Node Management
How to manage Talos nodes - config, maintenance, and recovery.
Current Setup
| Node | Role | Hardware |
|---|---|---|
| m0 | Control Plane | MS-01 i9-13900H, 96GB RAM, 1TB OS + 2TB Data |
| m1 | Control Plane | MS-01 i9-13900H, 96GB RAM, 1TB OS + 2TB Data |
| m2 | Control Plane | MS-01 i9-13900H, 96GB RAM, 1TB OS + 2TB Data |
All three are control plane nodes with workloads scheduled on them.
Applying Config
task talos:apply-node NODE=<node>
| Option | Default | What it does |
|---|---|---|
MODE | auto | Apply mode - auto (Talos decides), reboot (force reboot), staged (apply on next reboot) |
Config files are in:
talos/
├── controlplane.yaml # Base config
├── controlplane/
│ ├── m0.yaml # Node-specific patches
│ ├── m1.yaml
│ └── m2.yaml
└── schematic.yaml # Factory schematic for Secure Boot
Rebooting
task talos:reboot-node NODE=<node>
Add MODE=powercycle for a hard reboot if needed.
Shutting Down the Cluster
task talos:shutdown-cluster
To bring it back up, just power on the machines.
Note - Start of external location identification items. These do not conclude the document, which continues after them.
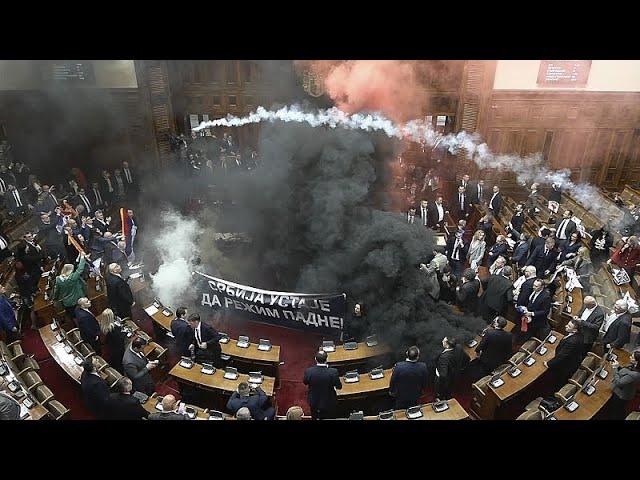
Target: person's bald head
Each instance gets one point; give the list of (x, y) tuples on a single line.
[(168, 403)]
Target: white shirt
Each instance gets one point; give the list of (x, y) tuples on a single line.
[(587, 312)]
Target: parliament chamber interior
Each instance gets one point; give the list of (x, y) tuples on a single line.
[(319, 240)]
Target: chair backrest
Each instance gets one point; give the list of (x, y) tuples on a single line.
[(566, 392)]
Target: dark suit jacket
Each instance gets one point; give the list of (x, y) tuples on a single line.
[(569, 355), (89, 327), (119, 295), (498, 292), (495, 251), (255, 403), (321, 382), (183, 335), (95, 392), (408, 380), (495, 348), (619, 332), (540, 308), (497, 204), (526, 289), (211, 354), (467, 296), (125, 407), (541, 261), (590, 327)]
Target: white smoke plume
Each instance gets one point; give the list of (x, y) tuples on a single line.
[(176, 246), (529, 169)]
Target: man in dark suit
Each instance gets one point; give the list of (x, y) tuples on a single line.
[(206, 342), (456, 251), (137, 366), (569, 355), (497, 249), (462, 204), (437, 213), (252, 398), (544, 258), (322, 382), (408, 380), (495, 202), (95, 391), (498, 293), (95, 196), (538, 309), (526, 289), (123, 405), (467, 293), (494, 349), (88, 325), (476, 192), (616, 328), (589, 320), (183, 333), (565, 227), (449, 365), (119, 293)]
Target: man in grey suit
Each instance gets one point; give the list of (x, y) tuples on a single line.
[(137, 367), (589, 320)]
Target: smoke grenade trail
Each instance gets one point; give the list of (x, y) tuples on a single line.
[(528, 169)]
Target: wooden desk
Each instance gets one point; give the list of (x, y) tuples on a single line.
[(512, 386), (216, 382), (201, 413), (455, 412), (251, 354), (365, 387), (471, 351), (362, 354), (589, 406)]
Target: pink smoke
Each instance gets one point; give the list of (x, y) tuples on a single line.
[(387, 86)]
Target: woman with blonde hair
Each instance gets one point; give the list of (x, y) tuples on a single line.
[(476, 249), (115, 338), (70, 286)]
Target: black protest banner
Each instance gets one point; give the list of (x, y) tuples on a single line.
[(321, 313)]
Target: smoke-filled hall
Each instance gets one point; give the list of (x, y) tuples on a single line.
[(319, 240)]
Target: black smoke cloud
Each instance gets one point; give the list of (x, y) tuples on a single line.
[(313, 212)]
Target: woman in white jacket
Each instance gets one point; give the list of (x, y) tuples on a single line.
[(476, 249)]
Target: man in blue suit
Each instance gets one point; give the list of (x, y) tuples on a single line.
[(8, 323), (408, 380), (256, 401), (322, 382)]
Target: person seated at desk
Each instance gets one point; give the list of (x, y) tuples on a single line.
[(408, 380), (137, 366), (183, 333), (322, 382), (88, 324), (494, 349), (95, 390), (569, 355), (616, 328), (9, 407), (123, 405), (254, 399), (449, 365), (206, 344), (171, 410), (589, 320), (624, 387)]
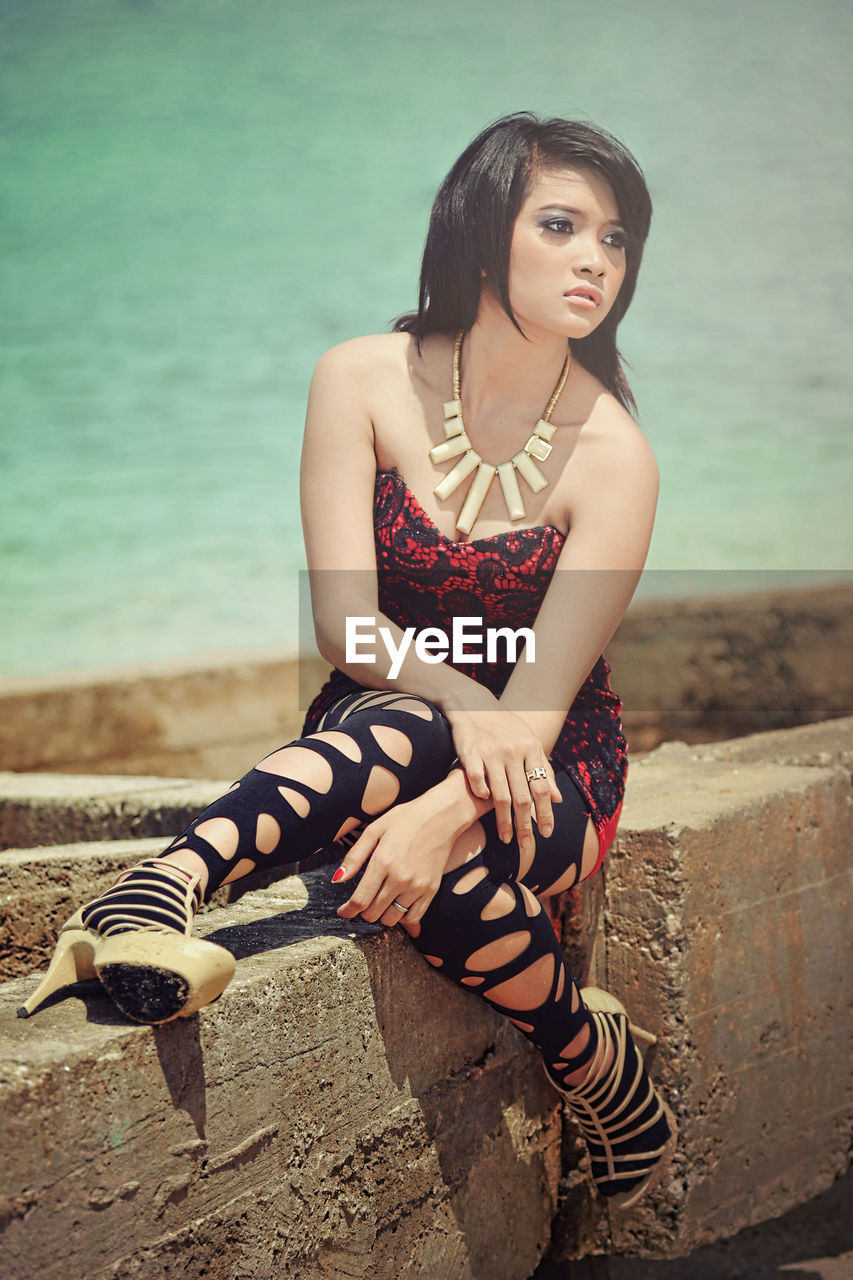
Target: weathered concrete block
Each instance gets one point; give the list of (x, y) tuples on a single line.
[(62, 808), (721, 666), (210, 716), (728, 933), (341, 1111)]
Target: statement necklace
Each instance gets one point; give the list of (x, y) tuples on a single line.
[(456, 443)]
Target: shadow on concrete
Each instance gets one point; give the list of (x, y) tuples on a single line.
[(812, 1242), (183, 1068)]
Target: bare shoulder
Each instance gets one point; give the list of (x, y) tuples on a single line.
[(611, 439), (363, 360)]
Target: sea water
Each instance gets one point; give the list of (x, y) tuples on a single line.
[(199, 199)]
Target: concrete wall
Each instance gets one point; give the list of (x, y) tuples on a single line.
[(343, 1111), (694, 668)]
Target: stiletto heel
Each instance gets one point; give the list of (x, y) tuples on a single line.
[(602, 1001), (136, 937), (71, 963), (630, 1132)]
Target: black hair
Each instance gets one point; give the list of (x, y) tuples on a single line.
[(474, 213)]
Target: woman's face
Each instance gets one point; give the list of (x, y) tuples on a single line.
[(568, 254)]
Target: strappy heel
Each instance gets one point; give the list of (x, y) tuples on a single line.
[(629, 1129), (136, 937)]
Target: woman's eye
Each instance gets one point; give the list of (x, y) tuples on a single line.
[(561, 225)]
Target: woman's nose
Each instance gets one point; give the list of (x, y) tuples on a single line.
[(593, 257)]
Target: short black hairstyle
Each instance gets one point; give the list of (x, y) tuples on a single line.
[(474, 213)]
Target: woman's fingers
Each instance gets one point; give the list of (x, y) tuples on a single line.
[(521, 809), (393, 914), (356, 856), (475, 775)]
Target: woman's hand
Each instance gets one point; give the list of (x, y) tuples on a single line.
[(497, 749), (406, 850)]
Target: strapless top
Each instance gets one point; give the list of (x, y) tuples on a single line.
[(427, 579)]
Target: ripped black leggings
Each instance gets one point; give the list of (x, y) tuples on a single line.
[(486, 928)]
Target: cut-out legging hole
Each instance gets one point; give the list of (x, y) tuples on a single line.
[(484, 929), (487, 931), (370, 753)]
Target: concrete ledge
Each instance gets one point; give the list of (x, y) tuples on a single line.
[(341, 1111), (59, 809), (728, 897), (705, 667), (724, 917)]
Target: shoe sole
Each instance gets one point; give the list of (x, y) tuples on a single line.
[(145, 993)]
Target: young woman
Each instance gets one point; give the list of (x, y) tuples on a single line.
[(475, 469)]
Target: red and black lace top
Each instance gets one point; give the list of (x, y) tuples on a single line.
[(427, 579)]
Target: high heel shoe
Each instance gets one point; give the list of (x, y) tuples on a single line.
[(136, 937), (629, 1129)]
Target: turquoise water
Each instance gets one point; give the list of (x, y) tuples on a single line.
[(199, 199)]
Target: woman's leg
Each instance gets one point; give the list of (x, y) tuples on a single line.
[(373, 750), (486, 929)]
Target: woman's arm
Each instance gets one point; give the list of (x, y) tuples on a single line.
[(596, 576), (337, 488), (337, 493)]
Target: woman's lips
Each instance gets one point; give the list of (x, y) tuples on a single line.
[(584, 296)]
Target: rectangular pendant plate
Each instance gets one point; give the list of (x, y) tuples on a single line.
[(463, 469), (530, 471), (511, 492), (450, 448), (538, 448)]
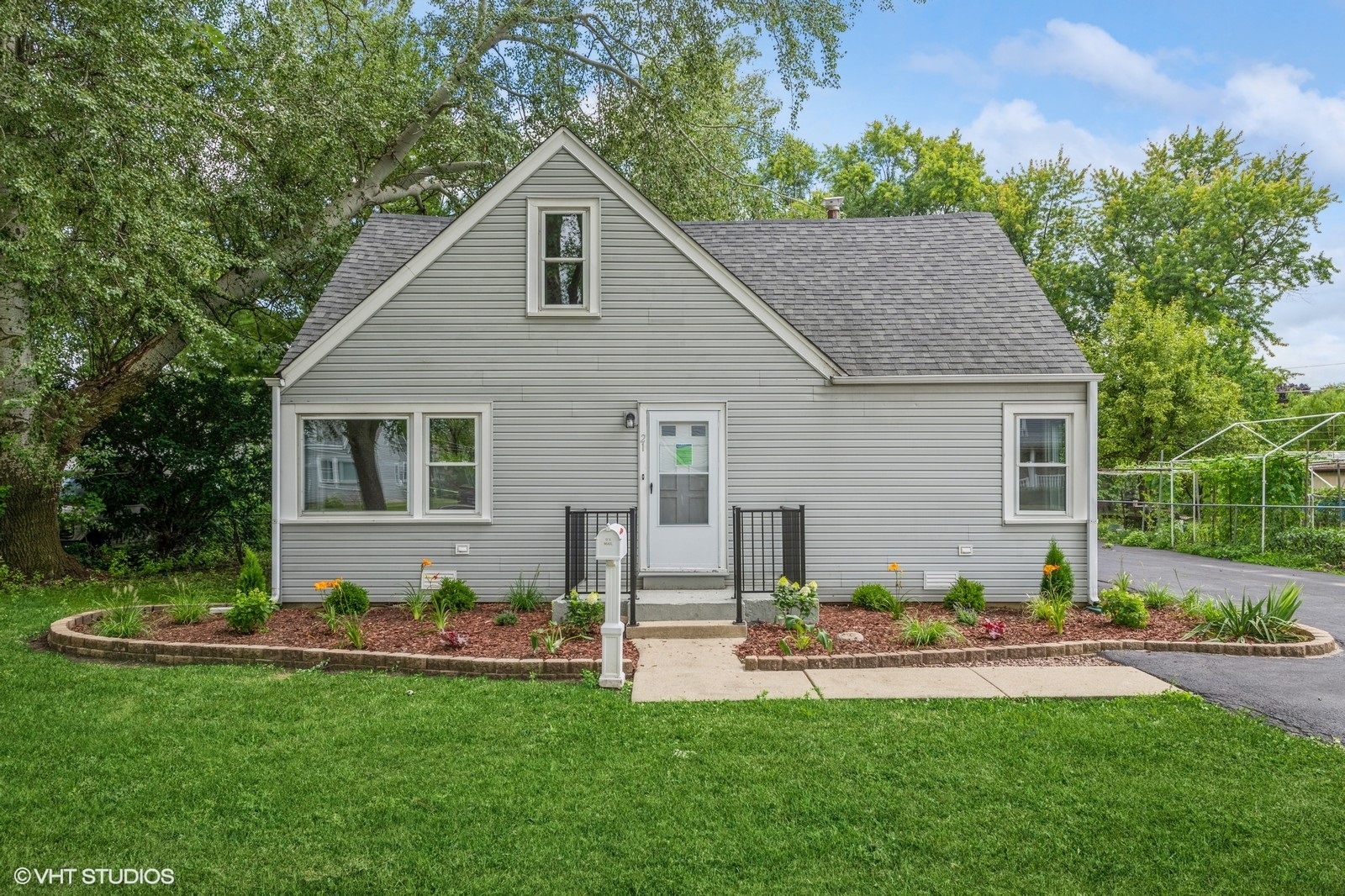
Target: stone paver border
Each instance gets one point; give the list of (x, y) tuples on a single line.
[(1318, 645), (84, 645)]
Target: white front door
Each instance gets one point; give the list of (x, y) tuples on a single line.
[(683, 490)]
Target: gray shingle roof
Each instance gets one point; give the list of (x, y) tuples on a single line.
[(880, 296), (385, 244), (891, 296)]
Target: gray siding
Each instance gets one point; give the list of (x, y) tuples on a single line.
[(888, 472)]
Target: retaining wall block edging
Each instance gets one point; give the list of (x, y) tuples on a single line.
[(1318, 645), (65, 638)]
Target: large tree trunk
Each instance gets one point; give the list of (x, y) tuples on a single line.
[(30, 533)]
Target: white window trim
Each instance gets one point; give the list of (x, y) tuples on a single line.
[(1076, 461), (291, 456), (537, 210)]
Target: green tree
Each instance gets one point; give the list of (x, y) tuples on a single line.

Talos boots and rejoins automatically.
Regenerating Kubeconfig
If kubeconfig expires or gets messed up:
task talos:kubeconfig
Maintenance Procedure
Before doing maintenance on a node:
-
Check things are healthy:
kubectl get nodes kubectl -n rook-ceph exec -it deploy/rook-ceph-tools -- ceph status -
Tell Ceph not to rebalance:
kubectl -n rook-ceph exec -it deploy/rook-ceph-tools -- ceph osd set noout -
Cordon and drain:
kubectl cordon <node> kubectl drain <node> --ignore-daemonsets --delete-emptydir-data -
Do your maintenance
-
Uncordon:
kubectl uncordon <node> -
Unset noout:
kubectl -n rook-ceph exec -it deploy/rook-ceph-tools -- ceph osd unset noout
Resetting a Node
If you need to wipe a node and start fresh:
task talos:reset-node NODE=<node>
This destroys everything on the node.
Resetting the Whole Cluster
Nuclear option:
task talos:reset-cluster
Make sure you have backups before doing this.
Adding a New Node
- Install Talos ISO, set up Secure Boot (see bootstrap)
- Create a node config in
talos/controlplane/<new-node>.yaml - Apply config:
task talos:apply-node NODE=<new-node> - Watch it join:
kubectl get nodes -w - If it has storage, Rook will discover and provision OSDs
Removing a Node
- Drain workloads:
kubectl drain <node> --ignore-daemonsets --delete-emptydir-data - If it has Ceph OSDs, remove them first (see storage-operations)
- Delete from cluster:
kubectl delete node <node> - Optionally reset:
task talos:reset-node NODE=<node>
Node Shell Access
For low-level debugging:
task kubernetes:node-shell NODE=<node>
This gives you a privileged shell on the node.